Using a Credibility Classifier to Improve Health-Related Information Retrieval

Beylunioglu, Fuat Can

Using a Credibility Classifier to Improve Health-Related Information Retrieval

Files

Beylunioglu_FuatCan.pdf (616.13 KB)

Date

2020-08-19

Authors

Beylunioglu, Fuat Can

Advisor

Smucker, Mark
Duimering, P. Robert

Publisher

University of Waterloo

Abstract

In this thesis, we address improving the credibility and correctness of information retrieved by search engines in health-related searches. Health misinformation presented in the search engine results pages (SERPs) is a challenging problem to search engines whose successes have been measured with the number of URLs in the SERPs relevant to the user's query. However, research shows that relevant but inaccurate information can lead to wrong decisions, which is a challenge to the current search engines. Although existing studies have proposed different ways to help to make better health decisions, there is not much done in the information retrieval context. In our study, we proposed algorithmic methods to improve correct and credible information presented in the results pages. The algorithms are motivated by the hypothesis that credibility of a document correlates with its correctness.
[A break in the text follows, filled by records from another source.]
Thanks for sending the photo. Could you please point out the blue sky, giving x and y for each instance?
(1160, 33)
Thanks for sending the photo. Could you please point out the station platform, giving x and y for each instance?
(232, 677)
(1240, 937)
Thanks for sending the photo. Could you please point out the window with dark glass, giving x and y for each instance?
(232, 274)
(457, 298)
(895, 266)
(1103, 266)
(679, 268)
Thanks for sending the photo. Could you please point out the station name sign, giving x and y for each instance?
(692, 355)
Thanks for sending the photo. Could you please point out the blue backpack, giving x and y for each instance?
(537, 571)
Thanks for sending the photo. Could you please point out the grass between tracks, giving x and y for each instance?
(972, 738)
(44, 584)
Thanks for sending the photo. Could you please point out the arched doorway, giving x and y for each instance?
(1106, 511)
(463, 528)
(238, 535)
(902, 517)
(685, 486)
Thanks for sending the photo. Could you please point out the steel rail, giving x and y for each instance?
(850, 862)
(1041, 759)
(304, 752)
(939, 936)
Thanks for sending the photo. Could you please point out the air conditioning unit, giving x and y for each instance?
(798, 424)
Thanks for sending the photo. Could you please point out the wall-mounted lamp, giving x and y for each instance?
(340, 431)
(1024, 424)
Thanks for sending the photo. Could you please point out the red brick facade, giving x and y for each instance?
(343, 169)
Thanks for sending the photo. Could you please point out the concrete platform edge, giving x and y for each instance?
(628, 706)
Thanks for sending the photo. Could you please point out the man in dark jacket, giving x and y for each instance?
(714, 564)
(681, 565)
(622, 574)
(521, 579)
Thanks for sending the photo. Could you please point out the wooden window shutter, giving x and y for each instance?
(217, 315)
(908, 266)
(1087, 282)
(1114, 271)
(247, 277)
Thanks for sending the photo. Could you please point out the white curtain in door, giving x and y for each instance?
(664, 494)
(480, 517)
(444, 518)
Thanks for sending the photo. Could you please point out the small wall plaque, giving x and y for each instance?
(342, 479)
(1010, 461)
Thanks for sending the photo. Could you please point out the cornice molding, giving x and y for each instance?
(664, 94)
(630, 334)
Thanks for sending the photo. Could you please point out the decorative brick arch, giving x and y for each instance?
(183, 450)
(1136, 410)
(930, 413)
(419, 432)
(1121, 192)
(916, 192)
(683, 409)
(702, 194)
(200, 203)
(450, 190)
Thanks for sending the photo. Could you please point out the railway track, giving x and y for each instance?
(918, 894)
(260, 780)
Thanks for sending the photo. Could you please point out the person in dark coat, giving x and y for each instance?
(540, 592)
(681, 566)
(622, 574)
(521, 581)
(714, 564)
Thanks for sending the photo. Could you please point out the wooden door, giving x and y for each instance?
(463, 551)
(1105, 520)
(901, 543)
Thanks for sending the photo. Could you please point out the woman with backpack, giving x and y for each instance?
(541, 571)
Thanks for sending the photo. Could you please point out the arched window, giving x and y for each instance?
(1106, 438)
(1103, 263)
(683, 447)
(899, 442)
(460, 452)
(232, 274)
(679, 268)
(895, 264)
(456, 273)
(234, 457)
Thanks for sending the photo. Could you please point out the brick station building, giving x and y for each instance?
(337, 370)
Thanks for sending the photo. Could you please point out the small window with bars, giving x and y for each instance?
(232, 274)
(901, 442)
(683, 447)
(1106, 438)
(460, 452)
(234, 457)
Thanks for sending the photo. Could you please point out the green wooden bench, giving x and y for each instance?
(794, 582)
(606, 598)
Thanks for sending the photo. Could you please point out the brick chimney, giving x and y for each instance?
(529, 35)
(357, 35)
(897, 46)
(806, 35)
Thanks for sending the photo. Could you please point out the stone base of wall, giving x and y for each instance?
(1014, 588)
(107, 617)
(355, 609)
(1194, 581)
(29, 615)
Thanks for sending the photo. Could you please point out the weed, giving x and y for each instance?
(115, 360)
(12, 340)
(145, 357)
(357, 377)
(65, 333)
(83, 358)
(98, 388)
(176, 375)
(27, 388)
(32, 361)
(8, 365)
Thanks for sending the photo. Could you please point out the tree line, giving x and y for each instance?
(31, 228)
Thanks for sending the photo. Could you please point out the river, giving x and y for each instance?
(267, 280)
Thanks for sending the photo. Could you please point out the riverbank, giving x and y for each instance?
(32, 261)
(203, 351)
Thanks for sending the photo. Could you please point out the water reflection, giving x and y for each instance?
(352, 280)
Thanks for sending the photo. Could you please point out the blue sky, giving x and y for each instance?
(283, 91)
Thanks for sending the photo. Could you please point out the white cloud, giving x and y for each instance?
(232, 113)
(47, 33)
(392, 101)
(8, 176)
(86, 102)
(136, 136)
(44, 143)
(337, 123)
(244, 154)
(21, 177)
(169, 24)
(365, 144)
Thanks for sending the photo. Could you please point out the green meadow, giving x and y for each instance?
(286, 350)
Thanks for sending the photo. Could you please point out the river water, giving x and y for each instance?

Therefore, we trained classifiers to predict the credibility of documents retrieved by a search engine and adjust their ranks based on the credibility and spaminess scores. To test the performances of the algorithms, we have conducted an experiment as a part of our participation in TREC Decision Track 2019. As we show in this study, we can significantly improve the baseline BM25 algorithm in credibility and correctness tasks. We also present an analysis of the credibility and correctness judgments produced for the track to give insight into the distribution of credibility and correct documents retrieved in health-related tasks. Our analysis suggests that credibility can help to reach accurate information when the underlying treatment is ineffective, but there is a limit to its contribution to users' search experience.